Challenge
Automation in the cockpit has been increasing for decades. The machine can take on more and more tasks and people are becoming more and more "supervisors" of the work process. This trend undoubtedly brings advantages such as safety and efficiency, but also new problems: Lack of situational awareness, loss of control and "blind trust in automation" are just a few of them.
Our goal is therefore to integrate automation into the work process, which has an image of the mental state of the pilot, and thus counteracts the typical "human factors" problems.
Approach
This adaptive automation configures itself so that the scope and type of automation functions match the pilot's mental state. In contrast to adaptable automation, this is done without human intervention, which is a key function in highly demanding task situations. Adaptive automation is based on a context-rich description of the pilot's mental state. In order to be able to offer automation functions on a task-related basis, automation must know both the current and future task and work demands posed on the pilot.
Research
The Professorship of Aircraft Dynamics and Flight Guidance develops concepts for adaptive automation and tests them in various fields of application. One focus of the investigations is on operator observation, which produces the mental image. Central questions here are:
- How can you operationalize a pilot's mental state?
- Which sensors, processing and abstraction methods are suitable?

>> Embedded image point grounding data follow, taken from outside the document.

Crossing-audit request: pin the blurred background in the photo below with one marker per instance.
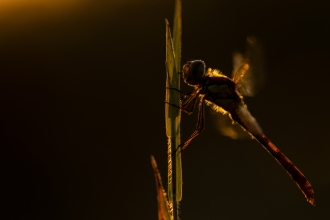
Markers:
(82, 87)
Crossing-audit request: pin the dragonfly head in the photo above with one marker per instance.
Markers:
(194, 72)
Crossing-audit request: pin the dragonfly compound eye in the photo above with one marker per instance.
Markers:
(194, 72)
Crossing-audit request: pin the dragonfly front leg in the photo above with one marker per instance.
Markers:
(199, 127)
(192, 98)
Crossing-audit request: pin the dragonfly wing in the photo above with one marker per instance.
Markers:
(248, 69)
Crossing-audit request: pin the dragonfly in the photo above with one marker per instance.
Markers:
(225, 96)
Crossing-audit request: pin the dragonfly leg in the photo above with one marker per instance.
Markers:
(192, 98)
(184, 94)
(199, 127)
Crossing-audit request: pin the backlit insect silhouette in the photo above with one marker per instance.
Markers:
(224, 95)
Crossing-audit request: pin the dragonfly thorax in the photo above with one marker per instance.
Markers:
(194, 72)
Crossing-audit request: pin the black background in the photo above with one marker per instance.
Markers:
(82, 109)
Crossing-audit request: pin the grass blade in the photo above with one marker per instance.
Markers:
(164, 207)
(177, 32)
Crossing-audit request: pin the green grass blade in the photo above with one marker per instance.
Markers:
(164, 207)
(172, 114)
(177, 31)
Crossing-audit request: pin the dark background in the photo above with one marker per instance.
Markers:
(82, 109)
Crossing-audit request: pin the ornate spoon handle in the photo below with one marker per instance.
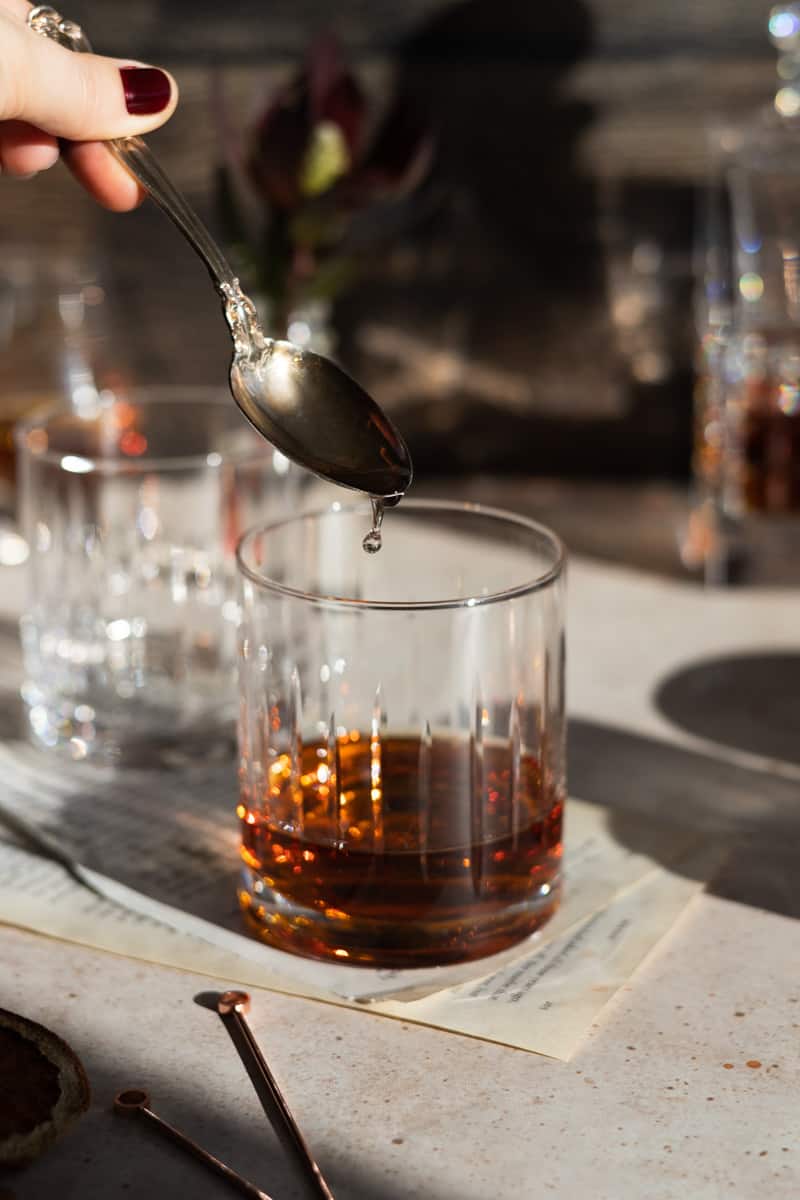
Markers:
(138, 159)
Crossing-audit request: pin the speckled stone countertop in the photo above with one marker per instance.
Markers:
(687, 1085)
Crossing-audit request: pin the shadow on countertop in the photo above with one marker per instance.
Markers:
(756, 814)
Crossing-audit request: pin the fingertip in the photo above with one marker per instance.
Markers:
(95, 167)
(25, 150)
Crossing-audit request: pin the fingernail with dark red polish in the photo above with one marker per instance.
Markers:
(146, 90)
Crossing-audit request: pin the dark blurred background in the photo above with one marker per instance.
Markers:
(530, 309)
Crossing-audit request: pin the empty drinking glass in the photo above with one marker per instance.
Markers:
(132, 514)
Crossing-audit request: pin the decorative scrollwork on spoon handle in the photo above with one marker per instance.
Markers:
(137, 157)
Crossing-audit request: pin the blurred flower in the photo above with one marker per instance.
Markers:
(320, 155)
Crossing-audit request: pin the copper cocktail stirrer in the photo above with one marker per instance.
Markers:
(232, 1007)
(137, 1103)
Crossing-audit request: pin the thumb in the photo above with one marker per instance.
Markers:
(83, 97)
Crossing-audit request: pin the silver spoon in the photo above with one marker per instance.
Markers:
(301, 402)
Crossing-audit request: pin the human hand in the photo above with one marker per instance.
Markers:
(56, 103)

- How can reliable surgeon observation be integrated minimally intrusively into the cockpit?
A second research focus deals with the adaptation of automation functions on the basis of the mental image. Central questions here are:
- According to which rules should adaptive automation behave, i.e. when are which automation functions suitable?
- What information is required to adapt the automation?
- How do you teach the pilot the dynamics of the distribution of tasks between man and machine?